Bereits ab dem 17. Jahrhundert war der Obstanbau deutlich ausgeweitet worden. „Neben den Streuobstwiesen wurden Alleen angelegt und auch Einzelbäume gepflanzt. Die absolutistischen Herrscher der damaligen Zeit hatten die Bedeutung für die Versorgung der Bevölkerung erkannt. Der Höhepunkt wurde in den 1920er und 1930er Jahren erreicht. Parallel dazu entwickelte sich bereits damals der intensive Anbau in Obstplantagen“, blickt Diemel zurück.

Sie beherbergen viele geschützte Pflanzenarten, sind Heimat vieler Insekten- und Spinnenarten, die wiederum Nahrungsgrundlage für viele Vogelarten sind. Kurzum, sie sind Brennpunkte der Biodiversität.

Reiner Diemel Dezernatsleiter

Die Jahre nach dem Zweiten Weltkrieg und den von Hunger geprägten Nachkriegswintern standen agrarpolitisch ganz im Zeichen der Ernährungssicherung der Bevölkerung. Ein Meilenstein dieser Politik war der sogenannte Emser Beschluss des damaligen Bundesernährungsministeriums an jenem 15. Oktober 1953. Darin hieß es: „Für Hoch- und Halbstämme wird kein Platz mehr sein. Streuanbau, Straßenanbau und Mischkultur sind zu verwerfen.“ Noch bis 1974 zahlte die Europäische Gemeinschaft Rodungsprämien für Hochstammobstbäume. Der Straßen- und Siedlungsbau taten ihr Übriges. Insgesamt sind in Deutschland, mit erheblichen regionalen Unterschieden, circa 75 Prozent der Hochstammobstbäume verloren gegangen.

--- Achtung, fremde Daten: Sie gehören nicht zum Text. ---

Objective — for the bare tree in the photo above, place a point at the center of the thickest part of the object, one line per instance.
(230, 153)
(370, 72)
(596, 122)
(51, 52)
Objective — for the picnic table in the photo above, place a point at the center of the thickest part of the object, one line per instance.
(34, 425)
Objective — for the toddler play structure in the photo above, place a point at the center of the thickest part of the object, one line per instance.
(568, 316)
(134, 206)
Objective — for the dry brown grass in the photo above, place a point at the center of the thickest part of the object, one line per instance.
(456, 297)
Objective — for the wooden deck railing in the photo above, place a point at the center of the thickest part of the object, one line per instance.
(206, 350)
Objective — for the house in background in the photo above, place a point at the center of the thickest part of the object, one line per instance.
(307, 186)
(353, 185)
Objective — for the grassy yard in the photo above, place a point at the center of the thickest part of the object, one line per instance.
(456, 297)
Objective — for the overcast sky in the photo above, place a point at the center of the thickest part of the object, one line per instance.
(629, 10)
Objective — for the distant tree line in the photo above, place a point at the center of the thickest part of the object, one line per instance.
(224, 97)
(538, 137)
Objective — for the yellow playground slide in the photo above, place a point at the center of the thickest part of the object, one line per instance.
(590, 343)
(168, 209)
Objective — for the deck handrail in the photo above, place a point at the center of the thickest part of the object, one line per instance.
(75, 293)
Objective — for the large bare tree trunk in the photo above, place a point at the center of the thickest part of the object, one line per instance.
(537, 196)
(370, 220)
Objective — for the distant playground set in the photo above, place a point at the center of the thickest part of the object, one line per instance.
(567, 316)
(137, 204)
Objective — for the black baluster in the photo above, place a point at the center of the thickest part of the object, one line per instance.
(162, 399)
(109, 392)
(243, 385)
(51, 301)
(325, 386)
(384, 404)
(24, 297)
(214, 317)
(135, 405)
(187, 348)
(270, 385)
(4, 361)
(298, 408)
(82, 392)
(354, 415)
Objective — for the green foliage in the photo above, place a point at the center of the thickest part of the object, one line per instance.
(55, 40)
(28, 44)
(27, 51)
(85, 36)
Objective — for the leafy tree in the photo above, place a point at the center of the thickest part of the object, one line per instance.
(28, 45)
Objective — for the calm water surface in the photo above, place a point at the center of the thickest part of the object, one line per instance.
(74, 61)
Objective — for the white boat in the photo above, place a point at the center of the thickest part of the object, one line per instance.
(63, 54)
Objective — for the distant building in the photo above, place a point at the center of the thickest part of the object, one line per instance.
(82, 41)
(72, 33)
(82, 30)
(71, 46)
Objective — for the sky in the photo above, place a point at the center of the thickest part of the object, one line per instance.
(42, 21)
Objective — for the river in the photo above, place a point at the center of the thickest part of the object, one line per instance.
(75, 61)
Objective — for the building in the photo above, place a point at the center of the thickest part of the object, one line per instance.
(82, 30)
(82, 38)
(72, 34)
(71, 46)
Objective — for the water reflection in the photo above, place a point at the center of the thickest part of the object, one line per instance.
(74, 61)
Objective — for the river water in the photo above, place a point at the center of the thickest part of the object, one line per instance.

Heute sind Streuobstwiesen in Hessen und in allen übrigen Bundesländern gesetzlich geschützte Biotope und dürfen aus diesem Grund weder zerstört noch erheblich beeinträchtigt werden. „Sie beherbergen viele geschützte Pflanzenarten, sind Heimat vieler Insekten- und Spinnenarten, die wiederum Nahrungsgrundlage für viele Vogelarten sind. Kurzum, sie sind Brennpunkte der Biodiversität“, betont Reiner Diemel. In Hanglagen schützen sie vor Bodenerosion und sie bereichern das Landschaftsbild und laden zum Verweilen und Genießen ein. „Gute Gründe also, diesen Schatz unserer Kulturlandschaft zu schützen, zu pflegen und wo möglich zu mehren.“

Gut 4.200 Bäume gefördert

Hier leistet das Regierungspräsidium Gießen gleich in zweierlei Hinsicht einen wichtigen Beitrag. Zum einen fördert es mit einem Pauschalbetrag die Anpflanzung von Hochstämmen traditioneller regionaltypischer Sorten. Privatpersonen, Verbände und Kommunen können sich direkt mit der Behörde in Verbindung setzen. Dabei sind verschiedene Vorgaben, unter anderem die Wahl der Sorte oder Pflanzabstände, zu beachten. Zum anderen stellt das Regierungspräsidium den Landkreisen Gießen, Vogelsberg und Marburg-Biedenkopf Gelder für deren Streuobstprogramme zur Verfügung. „In den Jahren 2016 bis 2022 wurde auf diese beiden Wege die Pflanzung von gut 4.200 Hochstammobstbäumen gefördert. Dieses Jahr kommen wieder einige Hundert dazu“, berichtet Martin Schab von der Oberen Naturschutzbehörde. Bei Fragen zum Thema oder einer möglichen Förderung können sich Interessierte direkt an ihn wenden (Martin.Schab@rpgi.hessen.de).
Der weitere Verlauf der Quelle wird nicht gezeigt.